養成期間を終え、これからが本番です。あさかぜでの学びを活かし、これまで以上に、市民の司法アクセスの向上に努めます。そして、必ずや、「いつでも、どこでも、だれでも法的サービスを受けられる社会」を実現するための一助となってみせます。

あらためまして、ご指導ご鞭撻のほど、何卒よろしくお願いいたします。

あさかぜにおける学びの数々

豊前地域(豊前市・築上町・上毛町・吉富町)は、6万人以上の人口を抱えながら、30年以上に亘り常設の法律事務所がない、いわゆる弁護士過疎偏在地域です。あさかぜは、まさにこのような地域のため、市民のアクセス障害を突き崩す人材を輩出する事務所です。私も、3年あまり、多くの先輩弁護士のご指導をいただきながら、日々勉強させていただきました。感謝の念に堪えません。

「準備書面は弁護士の製品である。その質には、徹底的にこだわらなければならない。」「納期を意識すべし。スピード感が重要。65点、70点で形を作って、依頼者と共同で修正していくべし。」など、事件処理の心構え。顧客志向の重要性。「経営の苦悩に共感できる弁護士になれ。経営者の苦悩がわからない弁護士に、経営者からの依頼はこない。」など、事務所経営の重要性。さらには、「結局、弁護士としてどのように生きていき、どのような事務所を作ろうとしているか次第。試行錯誤しながら、何かを見付けてほしい。」など、弁護士人生全体における指針。・・・私の弁護士としての基礎は、このような学びのひとつひとつによって醸成されたものです。

これらが、ひいては市民の法的サービス向上につながるものと、確信しております。

私のこれまで/これから

溯ること十数年あまり。
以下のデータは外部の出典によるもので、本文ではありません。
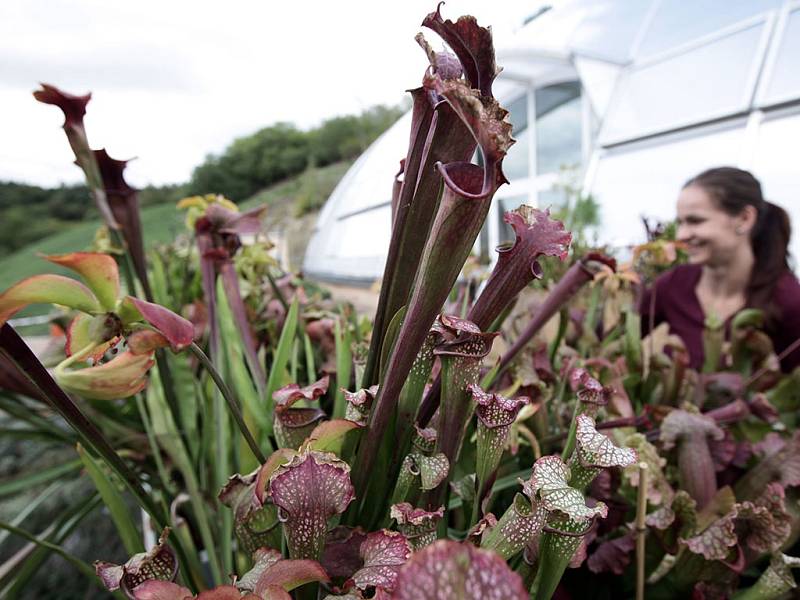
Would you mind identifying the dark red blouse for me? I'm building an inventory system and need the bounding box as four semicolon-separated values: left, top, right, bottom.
639;265;800;372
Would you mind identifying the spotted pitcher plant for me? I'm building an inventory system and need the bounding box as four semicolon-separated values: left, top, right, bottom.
354;5;512;502
9;4;776;600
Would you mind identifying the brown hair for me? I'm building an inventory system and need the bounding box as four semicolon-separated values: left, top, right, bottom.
683;167;792;320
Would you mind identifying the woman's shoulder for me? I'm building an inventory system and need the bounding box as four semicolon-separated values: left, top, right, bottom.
655;265;701;294
772;270;800;314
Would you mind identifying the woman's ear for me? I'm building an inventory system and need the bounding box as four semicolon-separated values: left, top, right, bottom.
736;204;758;235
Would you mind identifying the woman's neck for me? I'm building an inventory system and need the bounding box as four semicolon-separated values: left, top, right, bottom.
699;244;755;297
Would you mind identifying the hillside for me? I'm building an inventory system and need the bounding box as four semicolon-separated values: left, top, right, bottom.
0;161;352;298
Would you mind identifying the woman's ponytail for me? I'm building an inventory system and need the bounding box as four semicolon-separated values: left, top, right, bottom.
684;167;792;312
749;200;792;300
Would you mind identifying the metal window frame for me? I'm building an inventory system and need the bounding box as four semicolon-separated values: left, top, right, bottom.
753;0;800;109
黒人差別と闘う弁護士の姿を描いた「評決のとき」(法廷作家ジョン・グリシャムの処女作)の最終弁論。これをきっかけに、私は、法曹界に興味を抱きました。「誰かのためになりたい」「人の心を動かす仕事をしたい」。そんな素朴な正義感をくすぶられたからです。

大学時代、卒業論文。司法制度改革をテーマに執筆。司法アクセスの向上が喫緊の課題であることを学びます。それなら私が、自らその役に立ちたい。そう思うようになります。

念願の弁護士になれたとき。なにより嬉しかったのは、弁護士過疎偏在問題に正面から取り組む事務所に入所できたことです。もちろん、辛いこともなかったわけではありません。しかし、この3年間の弁護士人生は、自身の血肉として、私自身を形作っており、一生の宝です。

これからいよいよ、弁護士過疎偏在地域に飛び込み、自分の力が試されます。どれだけ市民の力になれるか。それは私次第。初心を忘れず、これまで以上に、市民に対する法的サービスを提供できるよう、邁進してまいります。

結びに代えて

熱が入り、少々饒舌になってしまったかもしれません。しかし、志を高く、プロとして、弁護士として、1人の人間として、なおいっそう精進していきたい。改めてそう思います。

とはいえ、私も若輩の弁護士に過ぎません。諸先生方のご協力をいただくことも、多々あろうかと思います。今後とも暖かいご支援・ご協力をいただけるよう、何卒よろしくお願いいたします。

最後に、豊前地域にお越しの際は、ぜひ事務所にもお立ち寄りください。心よりお待ちしております。